It is the common characteristic of new products from creative destruction that new products are first so expensive that only the rich can afford them, but then fairly soon, usually within a few years at most, the price falls to the level that ordinary people can afford. At that point, what the rich gets are added features, at a high premium, but the basic product is widely available. Consider the automobile:
(p. 193) The autos of the time were a luxurious novelty. One model even offered electric curlers in the back seat for on-the-go primping. They were unreliable and expensive, costing around $1,500, twice the average annual family income. And they were enormously unpopular.
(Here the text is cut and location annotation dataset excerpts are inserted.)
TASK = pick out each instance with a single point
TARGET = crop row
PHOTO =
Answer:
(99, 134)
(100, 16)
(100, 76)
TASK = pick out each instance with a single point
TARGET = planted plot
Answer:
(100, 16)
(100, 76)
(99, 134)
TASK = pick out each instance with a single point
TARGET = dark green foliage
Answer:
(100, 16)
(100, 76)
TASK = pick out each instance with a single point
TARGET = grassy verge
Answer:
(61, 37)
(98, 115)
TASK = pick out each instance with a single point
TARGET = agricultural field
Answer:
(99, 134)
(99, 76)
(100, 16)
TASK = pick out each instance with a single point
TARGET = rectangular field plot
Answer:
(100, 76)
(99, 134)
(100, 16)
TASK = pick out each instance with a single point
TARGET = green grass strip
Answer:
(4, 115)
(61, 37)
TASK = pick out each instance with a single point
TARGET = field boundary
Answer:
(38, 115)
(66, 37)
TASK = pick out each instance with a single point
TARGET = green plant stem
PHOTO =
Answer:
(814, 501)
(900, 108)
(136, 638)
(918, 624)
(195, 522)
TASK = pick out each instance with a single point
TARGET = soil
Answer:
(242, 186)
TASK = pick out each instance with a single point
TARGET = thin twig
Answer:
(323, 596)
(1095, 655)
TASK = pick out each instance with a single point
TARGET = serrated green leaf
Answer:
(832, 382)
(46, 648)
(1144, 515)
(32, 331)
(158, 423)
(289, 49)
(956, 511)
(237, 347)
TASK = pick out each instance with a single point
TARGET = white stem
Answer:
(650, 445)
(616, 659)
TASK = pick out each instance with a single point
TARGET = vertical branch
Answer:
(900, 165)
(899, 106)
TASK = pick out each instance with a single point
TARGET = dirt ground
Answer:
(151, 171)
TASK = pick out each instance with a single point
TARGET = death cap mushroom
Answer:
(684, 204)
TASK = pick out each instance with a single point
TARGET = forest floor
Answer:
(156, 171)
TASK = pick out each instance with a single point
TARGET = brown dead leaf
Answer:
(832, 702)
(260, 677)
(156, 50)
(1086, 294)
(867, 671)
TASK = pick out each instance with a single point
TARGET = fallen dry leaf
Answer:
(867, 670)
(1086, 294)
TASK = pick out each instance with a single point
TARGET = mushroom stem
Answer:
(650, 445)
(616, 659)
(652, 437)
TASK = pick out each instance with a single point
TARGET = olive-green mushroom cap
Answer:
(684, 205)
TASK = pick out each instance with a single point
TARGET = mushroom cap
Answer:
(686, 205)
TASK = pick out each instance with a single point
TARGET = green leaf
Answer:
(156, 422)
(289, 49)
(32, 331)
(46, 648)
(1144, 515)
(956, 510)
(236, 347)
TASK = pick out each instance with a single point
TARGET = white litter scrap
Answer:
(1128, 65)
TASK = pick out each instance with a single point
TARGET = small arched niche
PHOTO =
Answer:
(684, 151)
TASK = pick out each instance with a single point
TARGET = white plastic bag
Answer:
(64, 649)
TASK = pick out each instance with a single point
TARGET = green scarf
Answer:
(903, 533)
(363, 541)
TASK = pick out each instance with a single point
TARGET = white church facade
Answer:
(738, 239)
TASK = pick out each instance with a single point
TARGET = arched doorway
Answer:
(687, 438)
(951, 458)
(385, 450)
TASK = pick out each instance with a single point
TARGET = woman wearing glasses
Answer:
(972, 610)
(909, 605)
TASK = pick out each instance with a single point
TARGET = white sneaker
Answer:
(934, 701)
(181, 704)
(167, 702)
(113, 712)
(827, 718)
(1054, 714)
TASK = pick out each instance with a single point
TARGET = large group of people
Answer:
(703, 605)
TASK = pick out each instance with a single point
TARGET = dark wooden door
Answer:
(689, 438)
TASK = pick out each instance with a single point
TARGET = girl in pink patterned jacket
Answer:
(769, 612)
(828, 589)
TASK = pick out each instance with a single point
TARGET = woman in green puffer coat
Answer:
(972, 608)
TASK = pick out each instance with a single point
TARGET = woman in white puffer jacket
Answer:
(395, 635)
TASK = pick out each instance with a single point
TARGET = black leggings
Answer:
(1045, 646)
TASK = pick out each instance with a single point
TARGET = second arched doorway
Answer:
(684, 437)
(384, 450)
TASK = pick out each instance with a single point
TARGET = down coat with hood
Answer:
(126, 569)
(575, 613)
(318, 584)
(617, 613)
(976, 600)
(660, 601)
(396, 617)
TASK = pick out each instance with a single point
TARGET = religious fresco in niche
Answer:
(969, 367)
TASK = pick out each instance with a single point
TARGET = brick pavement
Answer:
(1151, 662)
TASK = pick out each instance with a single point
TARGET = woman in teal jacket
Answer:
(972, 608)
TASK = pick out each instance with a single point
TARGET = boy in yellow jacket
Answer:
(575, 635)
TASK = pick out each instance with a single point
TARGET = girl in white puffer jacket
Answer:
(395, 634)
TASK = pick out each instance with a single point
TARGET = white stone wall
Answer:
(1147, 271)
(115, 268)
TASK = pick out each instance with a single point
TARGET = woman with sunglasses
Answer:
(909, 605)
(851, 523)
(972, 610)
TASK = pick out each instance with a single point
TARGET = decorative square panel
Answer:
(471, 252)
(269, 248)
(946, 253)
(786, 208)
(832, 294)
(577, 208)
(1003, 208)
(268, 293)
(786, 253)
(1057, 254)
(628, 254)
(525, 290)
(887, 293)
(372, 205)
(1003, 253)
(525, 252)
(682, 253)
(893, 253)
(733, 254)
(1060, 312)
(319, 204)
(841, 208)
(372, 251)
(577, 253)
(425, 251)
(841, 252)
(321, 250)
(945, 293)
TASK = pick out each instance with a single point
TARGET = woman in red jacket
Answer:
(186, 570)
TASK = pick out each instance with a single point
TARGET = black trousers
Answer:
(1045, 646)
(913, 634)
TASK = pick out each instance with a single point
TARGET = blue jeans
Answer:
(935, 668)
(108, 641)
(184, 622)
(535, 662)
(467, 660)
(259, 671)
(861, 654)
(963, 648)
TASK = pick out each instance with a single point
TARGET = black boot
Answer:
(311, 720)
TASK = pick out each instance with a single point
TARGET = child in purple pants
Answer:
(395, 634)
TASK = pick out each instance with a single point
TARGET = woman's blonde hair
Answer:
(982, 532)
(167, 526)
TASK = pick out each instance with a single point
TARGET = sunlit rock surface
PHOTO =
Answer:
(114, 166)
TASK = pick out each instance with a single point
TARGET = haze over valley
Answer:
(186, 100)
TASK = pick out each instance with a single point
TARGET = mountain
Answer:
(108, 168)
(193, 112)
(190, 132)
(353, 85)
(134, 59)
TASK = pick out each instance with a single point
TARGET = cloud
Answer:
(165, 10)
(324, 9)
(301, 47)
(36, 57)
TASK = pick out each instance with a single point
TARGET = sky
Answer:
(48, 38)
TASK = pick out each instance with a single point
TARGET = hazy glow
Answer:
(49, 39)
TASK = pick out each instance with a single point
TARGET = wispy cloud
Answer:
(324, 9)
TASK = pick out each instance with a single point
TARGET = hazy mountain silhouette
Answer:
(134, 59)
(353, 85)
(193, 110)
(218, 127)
Anticar activists tore up roads, ringed parked cars with barbed wire, and organized boycotts of car-driving businessmen and politicians. Public resentment of the automobile was so great that even future president Woodrow Wilson weighed in, saying, "Nothing has spread socialistic feeling more than the automobile . . . a picture of the arrogance of wealth." Literary Digest suggested, "The ordinary ‘horseless carriage’ is at present a luxury for the wealthy; and although its price will probably fall in the future, it will never, of course, come into as common use as the bicycle."
Source:
Kim, W. Chan, and Renée Mauborgne. Blue Ocean Strategy: How to Create Uncontested Market Space and Make Competition Irrelevant. Boston: Harvard Business School Press, 2005.
(Note: ellipsis in original. Also, the book provides sources for each quote in the passage above.)